Ich war wirklich verwirrt, denn kein Mensch war zu sehen. Erst nach einiger Zeit wurde mir klar, daß es sich bei den matt schimmernden, gelblichweißen Kuppeln, die über die schweren Schranken, hinter denen die Schreibtische standen, zu sehen waren, um die blanken Scheitel des fleißigen Büropersonals handelte. Ich näherte mich schüchtern einer der Schranken. Die Stille wirkte drückend. Die Weltmeere erschienen mir in diesem Augenblick fern und unwirklich, und ich konnte nicht begreifen, daß die Gewalt über die Schiffe, die sie befuhren, oder, genauer gesagt, über die Besatzungen dieser Schiffe und deren Schicksal in den Händen dieser Menschen lag.
Nun hob ein Büroangestellter den Blick und sah mich über einen Abstand hinweg, der mir unermeßlich erschien, fragend an. Ich begriff, daß dies meine Schicksalsstunde war, und begann deshalb ohne Zögern, doch vielleicht etwas durcheinander, mein Anliegen vorzutragen.
Ich komme aus Silkeborg, das ist eine Stadt mitten in Jütland, in Dänemark, wie Sie wissen, wo die einzige Schiffahrt von dem berühmten Raddampfer »Goldregenpfeifer« betrieben wird, der jeden Sommer Passagiere zum Himmelberg und zurück befördert; der Himmelberg ist gar kein Berg, sondern ein heidebewachsener Hügel an dem schönen Julsee. Ich wollte schon immer gern zur See, hatte aber keine Möglichkeit dazu, deshalb kam ich in die Optikerlehre und hatte meinen Hang zum Meer völlig vergessen, bis ich auf dem Weg nach Luzern in der Schweiz, wo mich der große Optiker Dr. Schaff erwartet, in diese Stadt hier kam.
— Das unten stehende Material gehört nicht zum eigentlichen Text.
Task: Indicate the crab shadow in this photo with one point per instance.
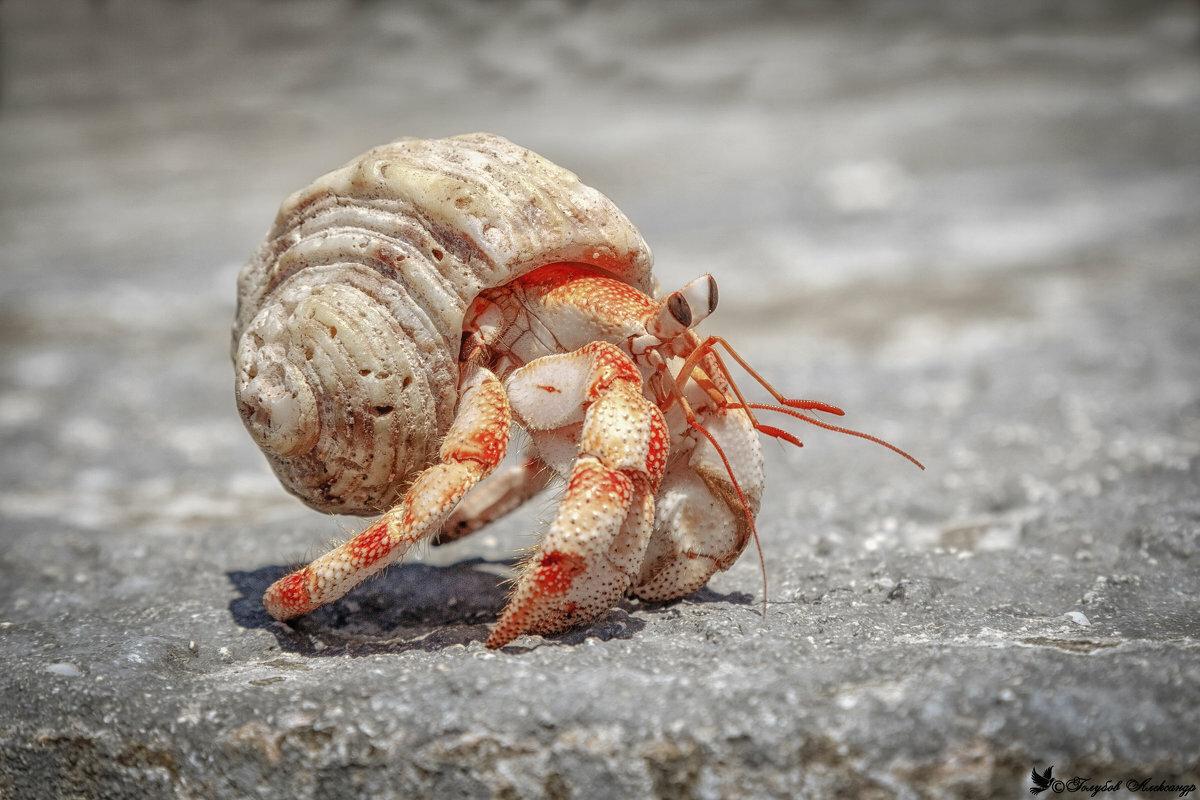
(425, 607)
Der Anblick der vielen Schiffe und Ozeanriesen in diesem Welthafen weckte meine Erinnerung und eine plötzliche Lust dazu, mich in das Unbekannte zu stürzen. Ich habe nämlich das Gefühl, daß meine Brust bald zerbirst, und um eine solche Katastrophe zu verhindern, muß ich irgend etwas Ungewöhnliches unternehmen. Ist es nicht ein unerträglicher Gedanke, daß die Bahn meines Lebens bereits festliegen sollte? Schon als Kind beschloß ich, daß ich als Held leben würde, und insgeheim habe ich das Gewicht dieses Entschlusses oft in mir nagen gefühlt, ohne daß ich imstande gewesen wäre, etwas dagegen zu tun. Deshalb ersuche ich nun um eine Heuer auf einem Schiff, das auf große Fahrt geht. Das würde mit einem Schlag die Bahn meines Lebens ändern, und wissen Sie, was: Ich meine, daß ein Mensch fühlen muß, daß nicht alles von vornherein festgelegt ist. Denn das ist ja der Tod. Und Sie sehen sicher, daß ich viel zu jung bin, um zu sterben, ganz im Gegenteil, ich möchte leben, und wenn Sie nur begreifen können, wie unendlich sehr ich leben möchte – denn es läßt sich überhaupt nicht beschreiben, aber Sie kennen es ja sicher aus eigener Erfahrung aus der Zeit, als Sie jung waren –, dann, ich bin sicher, werden Sie mir helfen.